About Bob Crewe
Bob Crewe (1930 - 2014) was a legendary record producer for the Four Seasons and co-writer of many hit songs as well as being a visual artist. Bob had one of the most innovative and varied careers in pop music and appears as a supporting character in the Tony Award-winning Broadway musical Jersey Boys. He crossed genres with fluidity, approaching music visually, painting and sculpture aurally and back, forth and sideways. A true original, he carved out his own distinctive voice in the studios of sound and sight.*
“My work was always instinctual. I believe in chance, thrift shops, found objects. In crafting records, for instance, I might hear an old Harry James riff and weave it into a Freddie Cannon song.

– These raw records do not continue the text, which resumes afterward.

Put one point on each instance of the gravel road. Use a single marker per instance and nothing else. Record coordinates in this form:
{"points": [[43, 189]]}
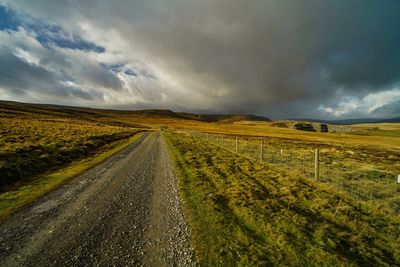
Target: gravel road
{"points": [[123, 212]]}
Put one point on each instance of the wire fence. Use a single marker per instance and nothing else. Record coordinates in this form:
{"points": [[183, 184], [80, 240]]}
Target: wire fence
{"points": [[365, 184]]}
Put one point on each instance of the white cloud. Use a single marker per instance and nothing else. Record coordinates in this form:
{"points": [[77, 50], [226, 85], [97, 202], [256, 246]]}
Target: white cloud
{"points": [[361, 106]]}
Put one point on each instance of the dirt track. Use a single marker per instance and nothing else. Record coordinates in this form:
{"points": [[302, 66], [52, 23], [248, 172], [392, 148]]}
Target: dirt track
{"points": [[125, 211]]}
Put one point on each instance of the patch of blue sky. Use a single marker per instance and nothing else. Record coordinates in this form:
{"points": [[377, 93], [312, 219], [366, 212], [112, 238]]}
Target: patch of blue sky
{"points": [[47, 34]]}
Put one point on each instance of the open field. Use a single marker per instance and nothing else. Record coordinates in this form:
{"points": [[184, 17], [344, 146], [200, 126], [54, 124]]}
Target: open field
{"points": [[35, 145], [245, 213], [240, 211]]}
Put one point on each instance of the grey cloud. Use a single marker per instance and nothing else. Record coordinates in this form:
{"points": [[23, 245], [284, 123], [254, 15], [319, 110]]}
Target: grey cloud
{"points": [[282, 58], [19, 77]]}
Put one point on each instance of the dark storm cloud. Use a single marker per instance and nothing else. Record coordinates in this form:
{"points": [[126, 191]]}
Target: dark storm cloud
{"points": [[280, 57], [20, 78]]}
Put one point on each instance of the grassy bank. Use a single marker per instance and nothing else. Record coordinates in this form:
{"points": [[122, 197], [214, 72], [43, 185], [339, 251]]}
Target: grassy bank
{"points": [[245, 213], [29, 190], [30, 147]]}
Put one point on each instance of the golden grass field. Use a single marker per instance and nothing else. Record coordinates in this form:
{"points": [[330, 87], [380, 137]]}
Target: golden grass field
{"points": [[240, 211]]}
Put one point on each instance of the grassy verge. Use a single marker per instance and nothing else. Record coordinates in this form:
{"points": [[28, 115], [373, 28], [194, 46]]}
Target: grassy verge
{"points": [[28, 191], [242, 213]]}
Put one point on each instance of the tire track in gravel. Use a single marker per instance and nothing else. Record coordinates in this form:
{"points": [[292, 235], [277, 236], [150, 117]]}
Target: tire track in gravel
{"points": [[125, 211]]}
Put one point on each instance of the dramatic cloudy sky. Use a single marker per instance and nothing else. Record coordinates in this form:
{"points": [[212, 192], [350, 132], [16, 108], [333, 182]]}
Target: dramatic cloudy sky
{"points": [[279, 58]]}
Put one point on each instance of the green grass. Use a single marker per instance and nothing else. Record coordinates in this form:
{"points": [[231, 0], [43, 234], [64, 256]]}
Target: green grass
{"points": [[27, 191], [242, 213], [32, 146]]}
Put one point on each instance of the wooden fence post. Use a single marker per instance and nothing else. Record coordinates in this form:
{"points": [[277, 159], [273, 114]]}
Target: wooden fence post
{"points": [[317, 164], [236, 145]]}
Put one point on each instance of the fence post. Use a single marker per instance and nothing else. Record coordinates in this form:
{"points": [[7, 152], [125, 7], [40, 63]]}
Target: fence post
{"points": [[261, 151], [236, 145], [316, 164]]}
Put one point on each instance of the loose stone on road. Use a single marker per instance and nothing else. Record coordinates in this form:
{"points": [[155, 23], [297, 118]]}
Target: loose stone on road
{"points": [[125, 211]]}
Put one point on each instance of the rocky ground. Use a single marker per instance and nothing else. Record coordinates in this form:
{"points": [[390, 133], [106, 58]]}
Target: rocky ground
{"points": [[125, 211]]}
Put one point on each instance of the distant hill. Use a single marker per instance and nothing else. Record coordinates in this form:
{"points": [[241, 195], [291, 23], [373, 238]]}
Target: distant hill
{"points": [[15, 108], [350, 121], [222, 117]]}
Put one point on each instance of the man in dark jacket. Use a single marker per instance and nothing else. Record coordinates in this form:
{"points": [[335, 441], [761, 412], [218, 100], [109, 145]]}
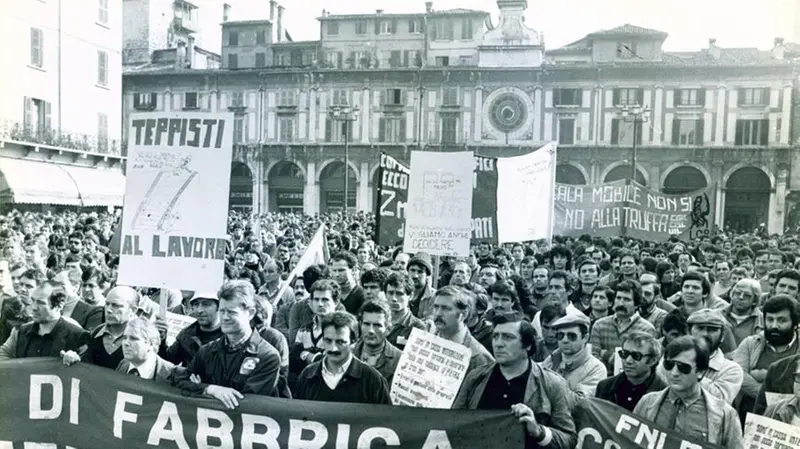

The sound of someone slamming the studio door might become the hook. I view art the same. In the fifties I was close to Otto Fenn, the fashion photographer, who introduced me to Andy Warhol. I was working with linen and burlap, applying resin, molding, hardening and covering it with sand, beads and shells. Very organic, very physical. Andy considered my stuff edgy and arranged a show at Bodley Gallery. Reviews were strong, interest high, but in the sixties the music business shot even higher.”
- Bob Crewe, 1968
The Bob Crewe Program in Art & Music at the Maine College of Art & Design was made possible by the largest gift in the College’s 135 year history, a $3 million grant from the Crewe Foundation. The program prepares students to cross traditional boundaries as musicians, performers, sound artists, and artists.